5. Extra credit on your homework average if you include an image which relates to your response.

Reader Response Options:
1. Characters and characterization - Comments concerning the major characters and choral characters in which one analyzes the creation (by means of speech, action, and gesture) of a sense of the moral, intellectual, and emotional qualities of the character. These comments will be based on your sense of how the character is identified and how the character is developing in the scene. This is a chance for you to also consider your personal connection to the character.

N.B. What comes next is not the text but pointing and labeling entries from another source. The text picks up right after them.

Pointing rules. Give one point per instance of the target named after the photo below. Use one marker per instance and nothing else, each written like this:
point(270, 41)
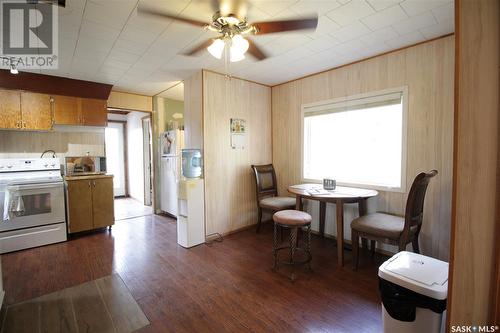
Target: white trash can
point(414, 289)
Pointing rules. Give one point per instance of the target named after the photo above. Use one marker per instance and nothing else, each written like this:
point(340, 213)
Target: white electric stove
point(31, 203)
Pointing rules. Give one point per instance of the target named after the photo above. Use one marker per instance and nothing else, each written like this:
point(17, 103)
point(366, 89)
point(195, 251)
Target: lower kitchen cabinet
point(90, 202)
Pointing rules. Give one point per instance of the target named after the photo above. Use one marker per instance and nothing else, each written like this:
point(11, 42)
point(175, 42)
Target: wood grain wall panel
point(475, 200)
point(193, 111)
point(427, 70)
point(229, 183)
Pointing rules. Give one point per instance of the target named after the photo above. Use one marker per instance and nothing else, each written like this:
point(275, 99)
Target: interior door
point(36, 110)
point(79, 205)
point(115, 156)
point(102, 202)
point(10, 109)
point(148, 185)
point(94, 112)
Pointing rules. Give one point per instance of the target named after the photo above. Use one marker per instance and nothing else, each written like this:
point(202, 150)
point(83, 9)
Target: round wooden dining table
point(339, 196)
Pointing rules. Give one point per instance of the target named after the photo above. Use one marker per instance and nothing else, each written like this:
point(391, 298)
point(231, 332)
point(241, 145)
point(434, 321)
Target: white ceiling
point(106, 41)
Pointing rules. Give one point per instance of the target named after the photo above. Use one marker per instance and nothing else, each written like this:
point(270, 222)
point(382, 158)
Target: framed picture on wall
point(238, 133)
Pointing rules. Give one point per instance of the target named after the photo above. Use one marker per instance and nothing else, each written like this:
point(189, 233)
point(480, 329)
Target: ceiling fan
point(231, 23)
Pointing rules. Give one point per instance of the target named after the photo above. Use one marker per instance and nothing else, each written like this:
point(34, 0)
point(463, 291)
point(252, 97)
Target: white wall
point(135, 155)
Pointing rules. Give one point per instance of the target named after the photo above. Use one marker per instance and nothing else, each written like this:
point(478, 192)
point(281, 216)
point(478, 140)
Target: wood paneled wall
point(229, 183)
point(193, 111)
point(473, 285)
point(427, 70)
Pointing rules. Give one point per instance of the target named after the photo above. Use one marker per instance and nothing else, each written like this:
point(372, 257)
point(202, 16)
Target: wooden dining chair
point(267, 192)
point(391, 229)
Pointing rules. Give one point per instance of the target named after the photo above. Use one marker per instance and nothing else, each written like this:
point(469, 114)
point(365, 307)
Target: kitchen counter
point(83, 177)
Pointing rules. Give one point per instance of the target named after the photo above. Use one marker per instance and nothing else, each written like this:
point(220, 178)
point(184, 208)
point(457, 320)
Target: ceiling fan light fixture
point(216, 48)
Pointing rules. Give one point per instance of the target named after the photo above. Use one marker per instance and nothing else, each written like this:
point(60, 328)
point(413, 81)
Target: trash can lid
point(421, 274)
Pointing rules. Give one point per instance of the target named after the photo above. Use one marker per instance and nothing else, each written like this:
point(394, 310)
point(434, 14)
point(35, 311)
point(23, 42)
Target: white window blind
point(358, 140)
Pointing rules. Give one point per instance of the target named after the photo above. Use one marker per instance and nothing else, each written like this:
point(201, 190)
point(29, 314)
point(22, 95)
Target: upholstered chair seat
point(277, 203)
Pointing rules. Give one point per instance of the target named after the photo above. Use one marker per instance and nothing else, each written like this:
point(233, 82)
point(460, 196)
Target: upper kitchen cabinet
point(94, 112)
point(25, 110)
point(36, 111)
point(66, 110)
point(79, 111)
point(10, 109)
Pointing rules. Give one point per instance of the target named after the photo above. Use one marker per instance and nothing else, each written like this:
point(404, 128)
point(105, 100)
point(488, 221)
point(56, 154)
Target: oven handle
point(14, 187)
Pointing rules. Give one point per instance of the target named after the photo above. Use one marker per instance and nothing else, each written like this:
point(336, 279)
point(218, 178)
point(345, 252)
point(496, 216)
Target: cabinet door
point(10, 109)
point(79, 205)
point(66, 110)
point(103, 202)
point(94, 112)
point(36, 111)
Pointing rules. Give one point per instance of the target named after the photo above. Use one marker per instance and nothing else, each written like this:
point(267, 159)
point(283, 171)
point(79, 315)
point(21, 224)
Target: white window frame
point(327, 104)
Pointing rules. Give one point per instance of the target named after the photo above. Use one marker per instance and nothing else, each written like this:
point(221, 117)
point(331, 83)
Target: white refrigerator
point(171, 143)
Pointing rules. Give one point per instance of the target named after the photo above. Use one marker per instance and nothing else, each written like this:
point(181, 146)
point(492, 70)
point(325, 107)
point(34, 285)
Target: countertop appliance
point(31, 203)
point(171, 143)
point(191, 217)
point(84, 165)
point(192, 163)
point(414, 289)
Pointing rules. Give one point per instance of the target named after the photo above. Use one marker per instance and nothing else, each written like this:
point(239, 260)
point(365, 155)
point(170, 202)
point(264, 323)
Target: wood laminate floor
point(102, 305)
point(221, 287)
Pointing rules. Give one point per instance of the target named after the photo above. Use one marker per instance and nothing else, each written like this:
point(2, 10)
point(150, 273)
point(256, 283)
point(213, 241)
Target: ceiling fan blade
point(236, 8)
point(198, 48)
point(255, 50)
point(149, 11)
point(287, 25)
point(60, 3)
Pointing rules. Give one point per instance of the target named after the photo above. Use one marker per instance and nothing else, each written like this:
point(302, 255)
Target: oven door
point(35, 205)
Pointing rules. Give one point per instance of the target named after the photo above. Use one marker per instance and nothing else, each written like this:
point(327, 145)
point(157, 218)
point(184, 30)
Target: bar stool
point(293, 220)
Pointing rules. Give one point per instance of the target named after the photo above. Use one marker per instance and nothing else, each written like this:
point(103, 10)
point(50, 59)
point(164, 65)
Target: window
point(359, 140)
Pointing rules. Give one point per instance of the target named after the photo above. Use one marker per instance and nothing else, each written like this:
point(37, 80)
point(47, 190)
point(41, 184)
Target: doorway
point(128, 139)
point(115, 140)
point(147, 159)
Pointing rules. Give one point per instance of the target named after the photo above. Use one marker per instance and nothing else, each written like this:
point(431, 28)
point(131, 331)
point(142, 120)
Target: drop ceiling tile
point(125, 45)
point(69, 31)
point(405, 40)
point(325, 26)
point(111, 13)
point(89, 46)
point(414, 7)
point(98, 31)
point(382, 4)
point(198, 10)
point(307, 7)
point(323, 43)
point(273, 8)
point(379, 36)
point(442, 28)
point(350, 47)
point(385, 17)
point(137, 35)
point(445, 12)
point(350, 12)
point(351, 32)
point(123, 56)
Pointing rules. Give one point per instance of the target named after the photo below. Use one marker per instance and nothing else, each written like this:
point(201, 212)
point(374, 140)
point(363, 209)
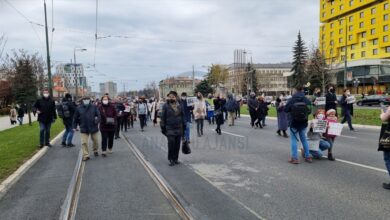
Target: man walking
point(46, 111)
point(252, 105)
point(87, 116)
point(298, 111)
point(66, 111)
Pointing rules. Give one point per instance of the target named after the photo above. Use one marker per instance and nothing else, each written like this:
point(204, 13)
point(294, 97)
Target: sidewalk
point(6, 124)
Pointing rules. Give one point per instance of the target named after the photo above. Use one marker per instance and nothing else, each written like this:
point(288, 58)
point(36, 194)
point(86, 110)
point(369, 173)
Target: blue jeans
point(68, 135)
point(386, 157)
point(324, 145)
point(294, 135)
point(187, 131)
point(44, 133)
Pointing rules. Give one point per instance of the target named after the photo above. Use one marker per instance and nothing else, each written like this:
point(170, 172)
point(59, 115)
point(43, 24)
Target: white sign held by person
point(335, 129)
point(351, 99)
point(320, 101)
point(319, 126)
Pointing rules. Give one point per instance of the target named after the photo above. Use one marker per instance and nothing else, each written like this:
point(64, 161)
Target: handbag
point(384, 138)
point(185, 147)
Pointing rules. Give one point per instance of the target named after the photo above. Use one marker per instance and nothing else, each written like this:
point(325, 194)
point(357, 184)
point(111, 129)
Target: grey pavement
point(251, 167)
point(5, 122)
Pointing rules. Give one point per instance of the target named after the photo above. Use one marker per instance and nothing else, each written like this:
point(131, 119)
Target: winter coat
point(345, 107)
point(218, 105)
point(187, 110)
point(282, 116)
point(47, 109)
point(231, 104)
point(72, 108)
point(252, 104)
point(330, 101)
point(107, 111)
point(88, 118)
point(172, 120)
point(12, 114)
point(200, 109)
point(297, 97)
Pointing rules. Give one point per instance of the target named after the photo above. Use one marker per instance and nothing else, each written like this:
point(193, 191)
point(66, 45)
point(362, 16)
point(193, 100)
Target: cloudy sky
point(147, 40)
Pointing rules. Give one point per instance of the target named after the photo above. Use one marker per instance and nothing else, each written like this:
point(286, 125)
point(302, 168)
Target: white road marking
point(236, 135)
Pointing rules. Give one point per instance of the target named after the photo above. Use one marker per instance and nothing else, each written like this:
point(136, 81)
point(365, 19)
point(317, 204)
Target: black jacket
point(172, 123)
point(88, 118)
point(47, 109)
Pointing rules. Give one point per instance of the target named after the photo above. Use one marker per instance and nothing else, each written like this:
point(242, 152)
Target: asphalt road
point(241, 174)
point(250, 167)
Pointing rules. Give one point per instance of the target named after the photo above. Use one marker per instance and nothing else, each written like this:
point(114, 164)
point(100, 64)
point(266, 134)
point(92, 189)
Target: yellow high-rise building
point(358, 31)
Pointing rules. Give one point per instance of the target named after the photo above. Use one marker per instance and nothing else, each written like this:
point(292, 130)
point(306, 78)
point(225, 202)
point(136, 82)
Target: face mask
point(86, 102)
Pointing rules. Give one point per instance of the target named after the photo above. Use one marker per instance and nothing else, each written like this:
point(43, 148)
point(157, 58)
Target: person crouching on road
point(46, 110)
point(87, 116)
point(330, 118)
point(317, 143)
point(200, 113)
point(297, 108)
point(173, 126)
point(107, 125)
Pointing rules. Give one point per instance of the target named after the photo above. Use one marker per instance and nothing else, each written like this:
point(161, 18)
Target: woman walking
point(218, 113)
point(199, 113)
point(282, 117)
point(107, 125)
point(172, 126)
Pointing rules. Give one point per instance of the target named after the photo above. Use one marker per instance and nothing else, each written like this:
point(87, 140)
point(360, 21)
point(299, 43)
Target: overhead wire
point(27, 19)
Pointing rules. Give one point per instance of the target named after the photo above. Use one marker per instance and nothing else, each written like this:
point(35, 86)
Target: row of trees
point(309, 67)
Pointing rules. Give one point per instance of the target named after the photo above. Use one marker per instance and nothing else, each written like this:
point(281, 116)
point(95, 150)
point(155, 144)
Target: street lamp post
point(75, 72)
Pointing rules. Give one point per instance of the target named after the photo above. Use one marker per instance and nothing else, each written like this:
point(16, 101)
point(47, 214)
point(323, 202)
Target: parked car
point(374, 100)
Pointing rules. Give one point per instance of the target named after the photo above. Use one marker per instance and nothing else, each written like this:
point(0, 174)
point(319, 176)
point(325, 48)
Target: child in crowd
point(330, 118)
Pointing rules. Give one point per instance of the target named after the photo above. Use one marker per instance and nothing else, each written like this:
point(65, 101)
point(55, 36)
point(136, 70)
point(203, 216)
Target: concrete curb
point(15, 176)
point(345, 125)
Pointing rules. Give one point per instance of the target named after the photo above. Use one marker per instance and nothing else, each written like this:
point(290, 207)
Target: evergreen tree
point(204, 88)
point(298, 77)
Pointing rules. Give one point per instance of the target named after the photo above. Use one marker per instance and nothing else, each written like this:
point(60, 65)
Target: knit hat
point(330, 111)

2. Setting & Location - The setting is where the story takes place and location of the action for the characters. Therefore, comments regarding this option should focus on how the location affects the tone of the story and mood for the audience. How does the location and setting help to develop the story. In this section, identify the specific locations by name, description and purpose.

3. Symbols and Imagery - Zora Neale Hurston's narration influences the story with symbols and imagery. Identify specific symbols and provide your interpretation. You may also identify lines from the novel in which the imagery has an effect on the tone, mood or characterization on the characters involved.

4. External and Internal Conflict - No story would be complete without some serious conflict. Identify the conflicts faced by the characters in the novel. There will be a large variety to choose from. You can discuss the conflict on a personal level and provide possible resolutions. You can also consider the causes of the conflict and the effects of the conflict on the the story.

5. Stages of the Hero Journey - This novel, like The Great Gatsby, completes The Hero Journey. Identify any of the 12 stages of the hero journey and explain how Joseph Campell's paradigm applies to the play.

6. Motifs - A motif is a recurring symbol, object, phrase, or action that repeats to emphasize a specific theme in a story. As the novel progresses you will begin to notice a number of motifs developing. Pay close attention to them as you will eventually do a group presentation concerning one of them. Identify a motif, explain where it appears in no less than two places in the play, and discuss its purpose.

7. Themes - Identify any of the central themes from the novel and illustrate how the author develops the theme through the use of literary devices, plot, and character action.

8. Language Appreciation & Interpretation - For this option, you may show your appreciation for Hurston's craftsmanship. Provide a line that moved you as a reader, provide the context and interpret it. Make an attempt to interpret the line even if you think you do not understand the line entirely. It may start a provocative discussion in class. You may simply like the way the line sounds. Tell us about it. The line may remind you of something entirely separate from the novel. Tell us about it. Be brave and interact with this play.

9. Author's Background - Apply Hurston's biographical information to the story and discuss how the characters, settings, and conflicts presented are a reflection of her attitude, influences and lifestyle.

10. Reaction to Peer Post - For this option, you will have the opportunity to react to a post made by one of your classmates. Maybe you agree with them and they stole your "thunder" but you have something to add to their commentary. Maybe you disagree and you would like to debate or clarify. Either way, interacting with your classmates on this blog is a bonus.